Pluripotent stem cell-derived corneal endothelial cells as an alternative to donor corneal endothelium in keratoplasty

Here, we evaluate the efficacy of cryopreserved human embryonic stem cell (hESC)-derived corneal endothelial cells (CECs) to form a functional monolayer of corneal endothelium (CE) in mammals (rabbits) and non-human primates (monkeys). We injected cryopreserved hESC-derived CECs in rabbits and monkeys either immediately after removing 8 mm of the central portion of the CE or a few days later when corneal edema developed. All clinical models developed deturgesced and clear corneas 2-3 weeks following the CEC injection and remained comparable to the CE of the untreated eye. Confocal scanning microscopy confirmed an intact structure of hexagonal/polygonal cells and immunohistochemical analysis illustrated a monolayer expressing barrier and pump function proteins in the regenerated CE. The necropsy examination confirmed no remarkable change in multiple tissues examined for teratoma formation. In conclusion, our data demonstrate the efficacy of cryopreserved hESC-derived CECs to form a functional CE on the denuded Descemet's membrane. Overall design: Next-generation RNA sequecning (RNA-Seq) of hESC-derived CECs at day 20 (non-cryopreserved) and cryopreserved hESC-derived CECs (cryopreserved for 40 days in liquid nitrogen) was performed.

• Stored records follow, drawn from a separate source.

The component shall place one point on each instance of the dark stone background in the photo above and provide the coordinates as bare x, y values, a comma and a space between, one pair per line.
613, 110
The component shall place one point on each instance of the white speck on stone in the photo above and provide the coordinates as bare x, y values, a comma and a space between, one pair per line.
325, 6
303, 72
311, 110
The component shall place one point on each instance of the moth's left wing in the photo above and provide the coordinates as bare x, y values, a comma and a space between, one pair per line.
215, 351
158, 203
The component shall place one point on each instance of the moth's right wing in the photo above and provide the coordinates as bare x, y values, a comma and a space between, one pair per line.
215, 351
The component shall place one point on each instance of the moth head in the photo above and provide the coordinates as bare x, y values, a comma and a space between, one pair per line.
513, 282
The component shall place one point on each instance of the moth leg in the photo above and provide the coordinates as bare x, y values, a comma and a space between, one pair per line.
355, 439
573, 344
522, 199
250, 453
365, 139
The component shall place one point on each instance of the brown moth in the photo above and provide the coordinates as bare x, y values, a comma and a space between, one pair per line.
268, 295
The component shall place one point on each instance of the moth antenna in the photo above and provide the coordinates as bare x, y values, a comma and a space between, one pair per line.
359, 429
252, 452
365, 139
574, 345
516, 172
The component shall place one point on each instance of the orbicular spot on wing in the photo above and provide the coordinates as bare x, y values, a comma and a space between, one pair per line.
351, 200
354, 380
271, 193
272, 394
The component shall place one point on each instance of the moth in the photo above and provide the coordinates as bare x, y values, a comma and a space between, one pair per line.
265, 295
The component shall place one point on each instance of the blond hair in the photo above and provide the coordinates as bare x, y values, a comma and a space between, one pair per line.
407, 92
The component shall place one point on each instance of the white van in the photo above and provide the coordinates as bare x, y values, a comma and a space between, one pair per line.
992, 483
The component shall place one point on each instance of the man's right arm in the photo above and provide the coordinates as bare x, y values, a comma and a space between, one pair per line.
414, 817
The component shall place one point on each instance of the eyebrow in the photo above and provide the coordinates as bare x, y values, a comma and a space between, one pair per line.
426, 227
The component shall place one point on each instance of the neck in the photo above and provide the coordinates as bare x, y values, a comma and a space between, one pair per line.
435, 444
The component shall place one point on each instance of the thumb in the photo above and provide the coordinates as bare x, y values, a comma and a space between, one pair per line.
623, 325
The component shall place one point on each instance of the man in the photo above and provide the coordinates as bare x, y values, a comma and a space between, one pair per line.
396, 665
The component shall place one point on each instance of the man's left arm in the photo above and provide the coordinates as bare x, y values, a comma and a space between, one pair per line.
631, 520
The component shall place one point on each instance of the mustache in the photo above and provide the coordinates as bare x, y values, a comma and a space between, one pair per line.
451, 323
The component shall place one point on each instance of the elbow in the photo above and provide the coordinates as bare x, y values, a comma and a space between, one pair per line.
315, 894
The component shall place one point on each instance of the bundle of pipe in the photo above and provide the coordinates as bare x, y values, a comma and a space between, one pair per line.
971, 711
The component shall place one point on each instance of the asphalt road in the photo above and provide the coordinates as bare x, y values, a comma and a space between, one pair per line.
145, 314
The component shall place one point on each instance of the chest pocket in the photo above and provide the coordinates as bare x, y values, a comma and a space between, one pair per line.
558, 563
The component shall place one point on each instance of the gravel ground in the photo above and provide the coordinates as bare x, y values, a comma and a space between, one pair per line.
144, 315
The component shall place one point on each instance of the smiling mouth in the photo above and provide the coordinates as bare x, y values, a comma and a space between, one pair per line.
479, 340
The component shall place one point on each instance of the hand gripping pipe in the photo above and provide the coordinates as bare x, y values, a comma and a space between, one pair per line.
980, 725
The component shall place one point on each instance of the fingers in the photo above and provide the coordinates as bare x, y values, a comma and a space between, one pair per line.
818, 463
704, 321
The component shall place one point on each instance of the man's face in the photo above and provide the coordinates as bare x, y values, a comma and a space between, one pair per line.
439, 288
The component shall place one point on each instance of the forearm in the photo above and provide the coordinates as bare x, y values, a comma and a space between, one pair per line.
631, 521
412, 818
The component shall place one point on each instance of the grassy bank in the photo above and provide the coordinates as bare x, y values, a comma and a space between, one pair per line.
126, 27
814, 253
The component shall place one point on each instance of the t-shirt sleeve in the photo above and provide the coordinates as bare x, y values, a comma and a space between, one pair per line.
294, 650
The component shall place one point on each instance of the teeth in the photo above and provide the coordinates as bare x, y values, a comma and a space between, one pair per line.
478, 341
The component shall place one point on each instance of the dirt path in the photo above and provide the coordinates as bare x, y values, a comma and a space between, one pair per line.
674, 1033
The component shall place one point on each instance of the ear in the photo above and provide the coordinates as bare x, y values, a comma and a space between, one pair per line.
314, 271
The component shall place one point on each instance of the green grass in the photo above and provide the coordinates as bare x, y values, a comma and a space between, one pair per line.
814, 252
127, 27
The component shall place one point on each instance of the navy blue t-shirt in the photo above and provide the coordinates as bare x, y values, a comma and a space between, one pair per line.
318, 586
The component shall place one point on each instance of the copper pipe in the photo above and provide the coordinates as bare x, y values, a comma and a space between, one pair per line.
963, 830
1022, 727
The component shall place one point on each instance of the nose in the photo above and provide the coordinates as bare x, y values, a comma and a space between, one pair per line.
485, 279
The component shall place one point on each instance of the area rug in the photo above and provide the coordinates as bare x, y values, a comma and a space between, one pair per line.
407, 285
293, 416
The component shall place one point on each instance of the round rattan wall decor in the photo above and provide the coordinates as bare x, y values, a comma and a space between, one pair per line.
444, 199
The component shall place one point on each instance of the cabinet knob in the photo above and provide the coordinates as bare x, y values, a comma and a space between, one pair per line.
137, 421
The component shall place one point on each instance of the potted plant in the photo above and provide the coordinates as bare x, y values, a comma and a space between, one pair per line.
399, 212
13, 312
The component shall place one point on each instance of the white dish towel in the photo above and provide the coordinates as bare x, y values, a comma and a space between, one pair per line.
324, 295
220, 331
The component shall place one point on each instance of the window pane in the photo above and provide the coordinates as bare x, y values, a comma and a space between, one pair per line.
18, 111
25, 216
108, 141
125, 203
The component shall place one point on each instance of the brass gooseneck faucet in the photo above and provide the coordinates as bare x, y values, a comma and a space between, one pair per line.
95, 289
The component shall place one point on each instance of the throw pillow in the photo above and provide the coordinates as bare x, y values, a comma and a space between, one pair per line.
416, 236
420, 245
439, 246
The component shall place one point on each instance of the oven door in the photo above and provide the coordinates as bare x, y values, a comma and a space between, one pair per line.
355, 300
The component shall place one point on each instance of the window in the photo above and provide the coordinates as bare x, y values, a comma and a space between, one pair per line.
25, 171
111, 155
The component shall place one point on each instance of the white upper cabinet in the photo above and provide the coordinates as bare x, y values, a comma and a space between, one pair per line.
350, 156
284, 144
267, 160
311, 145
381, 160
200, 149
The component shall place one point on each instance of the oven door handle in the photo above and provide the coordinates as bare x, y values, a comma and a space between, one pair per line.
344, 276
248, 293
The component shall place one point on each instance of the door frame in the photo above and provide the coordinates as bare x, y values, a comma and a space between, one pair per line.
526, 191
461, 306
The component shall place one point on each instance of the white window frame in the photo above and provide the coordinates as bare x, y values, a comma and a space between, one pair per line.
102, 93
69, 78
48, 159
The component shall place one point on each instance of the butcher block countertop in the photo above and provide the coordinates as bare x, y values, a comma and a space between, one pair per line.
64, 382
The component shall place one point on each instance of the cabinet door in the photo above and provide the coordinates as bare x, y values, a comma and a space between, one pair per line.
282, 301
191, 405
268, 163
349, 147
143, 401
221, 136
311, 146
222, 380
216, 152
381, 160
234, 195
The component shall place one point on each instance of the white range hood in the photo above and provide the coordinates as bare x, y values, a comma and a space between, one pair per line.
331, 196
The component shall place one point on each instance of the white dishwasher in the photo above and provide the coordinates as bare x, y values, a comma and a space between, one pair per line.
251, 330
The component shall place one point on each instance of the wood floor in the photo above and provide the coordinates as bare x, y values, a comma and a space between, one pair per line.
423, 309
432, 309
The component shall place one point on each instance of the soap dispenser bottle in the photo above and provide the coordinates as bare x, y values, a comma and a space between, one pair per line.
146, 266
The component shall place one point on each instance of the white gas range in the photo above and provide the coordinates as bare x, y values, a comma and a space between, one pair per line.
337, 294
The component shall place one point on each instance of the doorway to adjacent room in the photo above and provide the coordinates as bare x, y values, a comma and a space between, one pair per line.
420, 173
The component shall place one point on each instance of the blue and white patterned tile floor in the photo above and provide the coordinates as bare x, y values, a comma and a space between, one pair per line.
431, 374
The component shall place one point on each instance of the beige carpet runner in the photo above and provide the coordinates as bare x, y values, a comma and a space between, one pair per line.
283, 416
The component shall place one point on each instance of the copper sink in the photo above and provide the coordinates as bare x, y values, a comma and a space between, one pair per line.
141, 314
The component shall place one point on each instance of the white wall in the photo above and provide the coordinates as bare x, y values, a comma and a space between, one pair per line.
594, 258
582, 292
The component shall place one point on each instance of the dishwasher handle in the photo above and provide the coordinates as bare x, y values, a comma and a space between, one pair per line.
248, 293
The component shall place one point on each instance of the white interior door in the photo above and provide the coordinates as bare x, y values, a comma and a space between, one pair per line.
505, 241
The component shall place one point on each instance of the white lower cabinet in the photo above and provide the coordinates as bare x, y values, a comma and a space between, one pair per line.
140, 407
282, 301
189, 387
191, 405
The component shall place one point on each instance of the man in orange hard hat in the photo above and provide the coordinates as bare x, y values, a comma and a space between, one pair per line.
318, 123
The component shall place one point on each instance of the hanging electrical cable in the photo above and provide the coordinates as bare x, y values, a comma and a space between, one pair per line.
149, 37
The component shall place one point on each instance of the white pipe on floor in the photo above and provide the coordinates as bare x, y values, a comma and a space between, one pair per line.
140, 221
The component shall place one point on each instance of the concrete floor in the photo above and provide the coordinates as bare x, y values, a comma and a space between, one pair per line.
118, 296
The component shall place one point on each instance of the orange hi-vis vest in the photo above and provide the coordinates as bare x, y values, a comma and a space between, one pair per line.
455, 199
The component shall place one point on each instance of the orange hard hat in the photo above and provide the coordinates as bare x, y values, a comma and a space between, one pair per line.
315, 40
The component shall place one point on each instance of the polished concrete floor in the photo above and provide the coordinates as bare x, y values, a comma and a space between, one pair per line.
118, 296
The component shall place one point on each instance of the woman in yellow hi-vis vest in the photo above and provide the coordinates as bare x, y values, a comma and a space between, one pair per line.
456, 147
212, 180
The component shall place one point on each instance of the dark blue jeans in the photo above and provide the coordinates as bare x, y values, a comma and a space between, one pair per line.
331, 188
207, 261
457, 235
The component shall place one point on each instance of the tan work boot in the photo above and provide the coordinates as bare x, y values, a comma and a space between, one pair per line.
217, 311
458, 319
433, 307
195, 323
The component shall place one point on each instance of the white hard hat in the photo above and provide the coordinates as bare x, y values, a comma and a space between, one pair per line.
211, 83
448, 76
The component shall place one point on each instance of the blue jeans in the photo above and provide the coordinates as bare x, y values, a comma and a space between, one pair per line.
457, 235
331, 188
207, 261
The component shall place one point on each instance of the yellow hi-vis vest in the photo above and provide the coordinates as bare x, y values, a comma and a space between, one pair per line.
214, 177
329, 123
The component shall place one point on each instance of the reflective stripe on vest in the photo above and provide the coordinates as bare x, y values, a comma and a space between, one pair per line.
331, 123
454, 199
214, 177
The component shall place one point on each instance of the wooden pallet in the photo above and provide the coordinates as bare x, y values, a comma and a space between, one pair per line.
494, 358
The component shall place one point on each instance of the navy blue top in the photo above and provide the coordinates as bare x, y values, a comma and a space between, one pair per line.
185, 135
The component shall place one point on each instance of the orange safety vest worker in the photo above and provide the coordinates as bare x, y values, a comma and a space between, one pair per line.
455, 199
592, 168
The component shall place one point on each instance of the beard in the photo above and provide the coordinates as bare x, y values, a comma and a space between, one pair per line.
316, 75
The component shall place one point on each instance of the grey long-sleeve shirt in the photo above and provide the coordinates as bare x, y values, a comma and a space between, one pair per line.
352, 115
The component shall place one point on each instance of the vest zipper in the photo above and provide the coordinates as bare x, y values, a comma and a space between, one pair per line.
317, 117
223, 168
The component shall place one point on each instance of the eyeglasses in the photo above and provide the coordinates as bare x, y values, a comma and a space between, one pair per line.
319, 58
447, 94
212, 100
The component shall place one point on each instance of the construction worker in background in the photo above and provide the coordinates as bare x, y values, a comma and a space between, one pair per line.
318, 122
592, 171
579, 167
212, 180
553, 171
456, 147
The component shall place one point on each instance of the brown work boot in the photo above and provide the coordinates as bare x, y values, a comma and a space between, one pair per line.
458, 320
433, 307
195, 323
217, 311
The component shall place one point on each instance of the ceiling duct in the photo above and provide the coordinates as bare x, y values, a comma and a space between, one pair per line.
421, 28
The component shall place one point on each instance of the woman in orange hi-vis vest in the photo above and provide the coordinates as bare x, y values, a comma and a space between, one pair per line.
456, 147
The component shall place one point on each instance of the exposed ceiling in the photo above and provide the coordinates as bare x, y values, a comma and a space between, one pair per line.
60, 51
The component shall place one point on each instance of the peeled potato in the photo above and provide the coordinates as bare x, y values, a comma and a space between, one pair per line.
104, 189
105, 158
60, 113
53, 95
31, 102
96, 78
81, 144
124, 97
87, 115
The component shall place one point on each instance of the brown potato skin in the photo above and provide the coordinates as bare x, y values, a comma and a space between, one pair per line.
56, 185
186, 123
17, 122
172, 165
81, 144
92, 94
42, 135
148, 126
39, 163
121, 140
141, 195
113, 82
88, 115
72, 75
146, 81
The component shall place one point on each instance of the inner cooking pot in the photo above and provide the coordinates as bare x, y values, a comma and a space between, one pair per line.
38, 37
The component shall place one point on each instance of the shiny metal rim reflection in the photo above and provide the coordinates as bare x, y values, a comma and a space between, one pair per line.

Briefly, three biological replicates for each of non-cryopreserved hESC-derived CECs and cryopreserved hESC-derived CECs were used for RNA-Seq library preparation. Total RNA was subjected to RNA-Seq library preparation using NEBNext Ultra II RNA Library Prep Kit for Illumina. The RNA-Seq bar-coded pooled libraries were sequenced (2?×?100?bp) using a HiSeq 2500 (rapid run mode) genome analyzer. The paired-end reads were assembled with SeqMan NGen (Ver. 12), using default parameters and aligned to the human reference genome (GRCh38.p11). The ArrayStar (Ver., 12; DNASTAR) was used for normalization, differential gene expression, and statistical analysis of mapped paired-end reads using the default parameters. FPKM was used for the normalization and quantification of gene expression.